1. US v. Lindsay, No. 16-10349 (7-23-19)(Wallace w/N. Smith & Batts). The 9th affirms convictions for traveling abroad to have illicit noncommercial sex. The 9th rejects commerce clause jurisdictional challenges. The foreign commerce clause basis is not as rigid as the interstate commerce clause, and more expansive. After analysis of approaches, the 9th concludes that non-commercial sex with a minor abroad fairly relates to foreign commerce and that Congress acted within constitutional bounds when it enacted the non-commercial section of 2243(c).

As for other challenges, the 9th rejected statutory and jury instruction challenges concerning the purpose of travel and the belief of age of the defendant. The defendants had not objected to the instruction.

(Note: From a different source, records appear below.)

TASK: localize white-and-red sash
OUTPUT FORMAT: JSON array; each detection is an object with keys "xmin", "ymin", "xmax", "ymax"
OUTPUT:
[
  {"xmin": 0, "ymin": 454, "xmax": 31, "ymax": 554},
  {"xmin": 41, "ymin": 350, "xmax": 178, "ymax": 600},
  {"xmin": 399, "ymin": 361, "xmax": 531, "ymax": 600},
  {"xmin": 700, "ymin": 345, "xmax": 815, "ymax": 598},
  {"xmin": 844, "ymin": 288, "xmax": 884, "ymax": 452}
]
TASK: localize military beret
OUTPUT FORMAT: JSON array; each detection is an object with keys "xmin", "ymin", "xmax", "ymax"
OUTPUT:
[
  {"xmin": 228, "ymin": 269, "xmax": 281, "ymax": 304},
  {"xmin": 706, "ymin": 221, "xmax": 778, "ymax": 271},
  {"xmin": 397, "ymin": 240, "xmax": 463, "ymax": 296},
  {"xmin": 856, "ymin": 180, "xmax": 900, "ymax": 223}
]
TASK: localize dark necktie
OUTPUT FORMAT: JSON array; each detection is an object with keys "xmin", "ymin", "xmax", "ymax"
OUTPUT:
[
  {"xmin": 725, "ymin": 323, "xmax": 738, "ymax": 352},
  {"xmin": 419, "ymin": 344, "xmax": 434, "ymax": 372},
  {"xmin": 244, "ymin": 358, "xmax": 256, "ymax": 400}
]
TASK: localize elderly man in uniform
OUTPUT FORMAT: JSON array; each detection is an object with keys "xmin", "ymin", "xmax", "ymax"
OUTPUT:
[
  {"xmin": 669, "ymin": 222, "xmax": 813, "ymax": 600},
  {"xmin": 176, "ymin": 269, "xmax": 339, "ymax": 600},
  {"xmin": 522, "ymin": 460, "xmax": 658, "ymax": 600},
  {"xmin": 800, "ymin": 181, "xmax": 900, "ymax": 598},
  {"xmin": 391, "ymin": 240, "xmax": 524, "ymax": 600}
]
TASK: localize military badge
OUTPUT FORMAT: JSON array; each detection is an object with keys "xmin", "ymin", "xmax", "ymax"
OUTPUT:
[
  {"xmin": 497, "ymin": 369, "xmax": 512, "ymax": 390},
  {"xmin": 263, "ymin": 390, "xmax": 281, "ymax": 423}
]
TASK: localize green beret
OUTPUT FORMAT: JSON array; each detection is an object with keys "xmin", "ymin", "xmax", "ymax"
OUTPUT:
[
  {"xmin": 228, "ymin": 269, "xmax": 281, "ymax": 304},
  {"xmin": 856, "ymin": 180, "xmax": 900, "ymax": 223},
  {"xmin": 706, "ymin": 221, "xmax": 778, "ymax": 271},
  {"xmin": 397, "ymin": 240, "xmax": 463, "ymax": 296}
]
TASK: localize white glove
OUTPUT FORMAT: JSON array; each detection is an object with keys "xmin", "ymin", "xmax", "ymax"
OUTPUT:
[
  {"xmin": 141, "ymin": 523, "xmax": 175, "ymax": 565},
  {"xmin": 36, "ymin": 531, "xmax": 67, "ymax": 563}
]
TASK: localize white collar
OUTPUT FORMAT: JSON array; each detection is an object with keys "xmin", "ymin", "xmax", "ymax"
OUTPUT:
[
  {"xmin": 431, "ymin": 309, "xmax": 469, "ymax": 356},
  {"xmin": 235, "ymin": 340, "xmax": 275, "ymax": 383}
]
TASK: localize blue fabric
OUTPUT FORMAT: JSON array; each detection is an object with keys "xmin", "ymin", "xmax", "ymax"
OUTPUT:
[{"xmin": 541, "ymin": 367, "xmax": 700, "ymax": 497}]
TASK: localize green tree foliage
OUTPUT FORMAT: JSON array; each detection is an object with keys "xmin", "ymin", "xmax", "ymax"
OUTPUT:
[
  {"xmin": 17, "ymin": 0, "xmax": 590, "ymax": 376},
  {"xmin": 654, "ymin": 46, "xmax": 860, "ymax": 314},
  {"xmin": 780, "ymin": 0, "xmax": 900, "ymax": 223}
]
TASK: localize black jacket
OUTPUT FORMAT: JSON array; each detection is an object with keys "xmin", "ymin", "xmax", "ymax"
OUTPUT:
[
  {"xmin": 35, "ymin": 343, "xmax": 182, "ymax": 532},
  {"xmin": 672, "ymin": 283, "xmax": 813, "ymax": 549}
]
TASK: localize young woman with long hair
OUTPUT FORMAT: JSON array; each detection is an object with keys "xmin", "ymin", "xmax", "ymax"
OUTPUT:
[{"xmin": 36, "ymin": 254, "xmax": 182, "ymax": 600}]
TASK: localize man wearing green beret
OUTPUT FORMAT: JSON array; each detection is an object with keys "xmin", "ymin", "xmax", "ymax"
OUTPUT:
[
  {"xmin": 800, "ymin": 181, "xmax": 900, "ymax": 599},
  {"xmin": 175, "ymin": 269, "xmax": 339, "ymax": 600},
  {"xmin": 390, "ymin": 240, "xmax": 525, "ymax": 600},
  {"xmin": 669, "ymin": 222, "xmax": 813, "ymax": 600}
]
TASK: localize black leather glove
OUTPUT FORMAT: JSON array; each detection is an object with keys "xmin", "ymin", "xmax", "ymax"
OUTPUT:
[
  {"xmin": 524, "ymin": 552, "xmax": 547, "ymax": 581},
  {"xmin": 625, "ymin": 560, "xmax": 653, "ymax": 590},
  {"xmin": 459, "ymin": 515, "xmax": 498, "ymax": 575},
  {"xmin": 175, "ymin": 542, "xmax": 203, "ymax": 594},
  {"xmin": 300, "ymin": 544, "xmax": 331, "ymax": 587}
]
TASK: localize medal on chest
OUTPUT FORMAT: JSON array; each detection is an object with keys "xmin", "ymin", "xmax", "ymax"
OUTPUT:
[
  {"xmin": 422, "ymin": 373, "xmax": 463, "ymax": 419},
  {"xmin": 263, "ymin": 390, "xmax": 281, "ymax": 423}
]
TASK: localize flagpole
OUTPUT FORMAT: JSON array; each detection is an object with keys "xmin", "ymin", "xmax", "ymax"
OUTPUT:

Numerous hearsay issues were also found not to be an abuse of discretion or violate the right to present a defense. The evidence included text messages, extortion schemes, sex with other minors, and late disclosures.

The 9th remanded for resentencing on the government’s appeal. The district court should have enhanced for obstruction of justice.

The decision is here:

2. US v. Iwai, No. 18-10015 (Tallman w/N. Smith; dissent by Bybee). The 9th found a search to be unreasonable. However, under the totality of circumstances, exigent circumstance existed concerning the possibility of destruction of evidence and therefore a warrantless entry was allowed.

The search concerned a controlled delivery of meth to the defendant. However, the package went to the manager’s office and not to the unit. The agent called the defendant and told him that a package had been delivered. The defendant retrieved it and took it to the unit. The tracker went off two hours later.  The agents thought they still had no probable cause, and so went knocking on the door. The agent heard someone, detected movement, but no one answered. Thus, the agent entered to prevent destruction of the delivered meth.

To the majority, the police acted in an objective reasonable manner given the totality of circumstances. The district court found the agent to be credible as to his fear that the evidence was being destroyed based on the noises. Who are the appellate judges to second guess? Moreover, the agents need not have gotten an anticipatory warrant. It is not required. And once properly in, the subsequent consent to search was not tainted.

Dissenting, Bybee finds this an unreasonable search and seizure. The police had time to get two prior warrants, and conduct surveillance. Bybee faults them for not getting an anticipatory warrant; or getting a warrant once the package was delivered; and, in a closer question, lacked exigent circumstances, or had created those circumstances.